The Entailed Hat By George Alfred Townsend (190/325)


Suche books:   



"Dear Captain! pore honey!" she said; "to have his beautiful yaller hair tored out by the nigger hawk! Honey, he fell onto me, and I thought a bull had butted me in the stummick."

"He broke no limbs, Patty," the captain lisped, feeding himself in a dainty way - and Levin observed that his fork was silver, and his knife was a clasp-knife with a silver handle, that he had taken from his pocket"Chis! chis! if he had snapped my arm, the caravan must have gone without me to-night. I am sore, though, for Senor was a valiant wrestler."

"He'll git his pay, honey, when they sot him to work in Georgey an' flog him right smart, an' we spend the price of him fur punch. He, he! lovey lad!"

"I took this from him to-day when I searched him carefully," the captain said, handing Patty Cannon a piece of silver coin.

The woman, though she looked to be little more than fifty years of age, drew out spectacles of silver from an old leather case, and putting them on, spelled out the coin:

"George - three - eighteen - eighteen hunderd-and-fifteen!"

She threw up her head so quickly that the spectacles dropped from her nose, and Hulda caught them, and then Mrs. Cannon turned on Hulda with a ferocious expression and snatched the spectacles from her hand.

"Whar did the devil git it?" Patty Cannon asked.

"Ah! who knows?" the Captain lisped with pale nonchalance, giving one of those strong, piercing looks he sometimes afforded, right into the hostess's eyes. "It might be a coincidence: chis! chito! A shilling of a certain year is no rare thing. But, Madame Cannon, it becomes slightly curious when six such shillings, all numbered with that significant year, came out of the same pocket!"

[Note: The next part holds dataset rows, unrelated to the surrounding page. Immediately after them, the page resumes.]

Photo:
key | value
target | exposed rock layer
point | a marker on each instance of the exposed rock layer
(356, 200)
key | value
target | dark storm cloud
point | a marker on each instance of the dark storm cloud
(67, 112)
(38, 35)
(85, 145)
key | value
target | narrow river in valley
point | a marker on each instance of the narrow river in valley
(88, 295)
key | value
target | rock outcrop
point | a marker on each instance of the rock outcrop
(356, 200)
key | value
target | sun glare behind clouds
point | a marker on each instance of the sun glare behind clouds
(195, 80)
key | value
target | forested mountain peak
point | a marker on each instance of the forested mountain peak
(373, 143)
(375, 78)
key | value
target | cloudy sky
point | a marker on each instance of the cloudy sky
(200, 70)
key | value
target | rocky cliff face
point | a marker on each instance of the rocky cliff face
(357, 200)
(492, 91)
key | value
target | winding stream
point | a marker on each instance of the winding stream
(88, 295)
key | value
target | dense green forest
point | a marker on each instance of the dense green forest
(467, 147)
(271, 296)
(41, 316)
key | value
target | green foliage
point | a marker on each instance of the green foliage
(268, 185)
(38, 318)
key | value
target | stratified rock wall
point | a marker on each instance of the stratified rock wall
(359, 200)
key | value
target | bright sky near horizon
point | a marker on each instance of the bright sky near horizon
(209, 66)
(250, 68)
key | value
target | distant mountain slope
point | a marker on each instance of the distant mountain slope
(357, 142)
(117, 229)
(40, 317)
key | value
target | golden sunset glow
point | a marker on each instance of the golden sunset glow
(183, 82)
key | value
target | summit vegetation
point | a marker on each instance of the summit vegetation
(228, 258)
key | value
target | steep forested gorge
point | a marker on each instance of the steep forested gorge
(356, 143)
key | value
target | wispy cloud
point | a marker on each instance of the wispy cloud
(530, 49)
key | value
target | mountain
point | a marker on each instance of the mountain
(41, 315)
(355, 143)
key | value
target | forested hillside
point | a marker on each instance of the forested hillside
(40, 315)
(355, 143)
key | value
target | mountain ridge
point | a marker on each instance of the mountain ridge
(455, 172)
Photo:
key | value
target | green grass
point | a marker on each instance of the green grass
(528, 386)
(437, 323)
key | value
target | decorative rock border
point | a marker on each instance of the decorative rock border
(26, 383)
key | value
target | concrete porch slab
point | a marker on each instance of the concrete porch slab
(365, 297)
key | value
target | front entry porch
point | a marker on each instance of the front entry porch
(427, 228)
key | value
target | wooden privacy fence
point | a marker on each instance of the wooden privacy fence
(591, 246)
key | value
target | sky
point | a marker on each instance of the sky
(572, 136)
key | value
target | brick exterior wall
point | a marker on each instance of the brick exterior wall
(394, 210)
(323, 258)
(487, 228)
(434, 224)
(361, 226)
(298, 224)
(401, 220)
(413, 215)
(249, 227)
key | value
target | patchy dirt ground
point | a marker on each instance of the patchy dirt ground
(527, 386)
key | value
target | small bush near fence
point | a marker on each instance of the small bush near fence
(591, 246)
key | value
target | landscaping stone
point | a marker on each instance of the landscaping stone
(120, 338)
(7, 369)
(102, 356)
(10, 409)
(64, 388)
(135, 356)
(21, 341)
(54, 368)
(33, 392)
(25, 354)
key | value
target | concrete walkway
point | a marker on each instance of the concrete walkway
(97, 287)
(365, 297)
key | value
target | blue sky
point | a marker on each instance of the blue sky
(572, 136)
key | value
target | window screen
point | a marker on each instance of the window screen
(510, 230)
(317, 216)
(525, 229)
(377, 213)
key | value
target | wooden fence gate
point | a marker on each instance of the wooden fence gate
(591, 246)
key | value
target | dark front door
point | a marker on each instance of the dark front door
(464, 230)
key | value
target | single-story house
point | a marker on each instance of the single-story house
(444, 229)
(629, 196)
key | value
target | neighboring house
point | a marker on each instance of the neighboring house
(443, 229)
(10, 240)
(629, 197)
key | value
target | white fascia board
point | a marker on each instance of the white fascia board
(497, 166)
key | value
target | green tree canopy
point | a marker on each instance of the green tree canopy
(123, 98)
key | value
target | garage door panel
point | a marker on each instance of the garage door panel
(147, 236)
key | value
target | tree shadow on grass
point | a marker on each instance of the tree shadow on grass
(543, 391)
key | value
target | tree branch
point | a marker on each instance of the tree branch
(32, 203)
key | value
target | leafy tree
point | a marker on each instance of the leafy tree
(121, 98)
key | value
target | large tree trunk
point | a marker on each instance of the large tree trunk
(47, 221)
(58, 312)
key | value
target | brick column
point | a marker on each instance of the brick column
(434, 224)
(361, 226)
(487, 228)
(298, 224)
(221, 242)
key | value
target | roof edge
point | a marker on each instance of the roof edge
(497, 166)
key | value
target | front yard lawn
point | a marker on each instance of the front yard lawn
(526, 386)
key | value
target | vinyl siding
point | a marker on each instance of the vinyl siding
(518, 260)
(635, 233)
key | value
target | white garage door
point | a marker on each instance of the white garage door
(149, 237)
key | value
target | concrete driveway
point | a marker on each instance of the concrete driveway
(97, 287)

With this he passed five shillings of the same appearance over to the hostess, and she put on her spectacles again and looked at them all, and dropped them in her lap with a weary yet frightened expression, and muttered:

"Van Dorn, who kin he be?"

"That is of less consequence, my dear, than whether we can afford to sell him."

The Captain was now looking at Hulda with the same strong intentness, but her eyes were in her plate; and, though Madame Cannon looked at her, too, with both interest and dislike, Hulda quietly ate on, unconscious of their regard.

"Shoo!" the woman said; "people kin scare theirselves every day if they mind to. We've got him, and, if he knows anything, it's all in that nigger noddle. So eat and be derned!"

"My guardian angel," the Captain remarked, with a blush and a stronger lisp, "you may not have observed that I have never ceased to eat, while you immediately lost your appetite. What will you do with the shillings?"

Mrs. Cannon took them from her lap, and rose as if she meant to throw them out of the window, her angry face bearing that interpretation.

"Stop, remarkable woman," the Captain said, pulling his soft, flaxen mustache with the diamond-flashing hand, "let your fecund resources stop and counsel, for I am only looking to your happiness, that has so abundantly blessed my life and banished every superstition from my heart till I believe in neither ghosts, nor God, nor devil, while you believe in all of them, and give yourself many such unnecessary friends and intruders. Chito! chito! as the Cubans say, and hear my suggestion before you throw away those shillings!"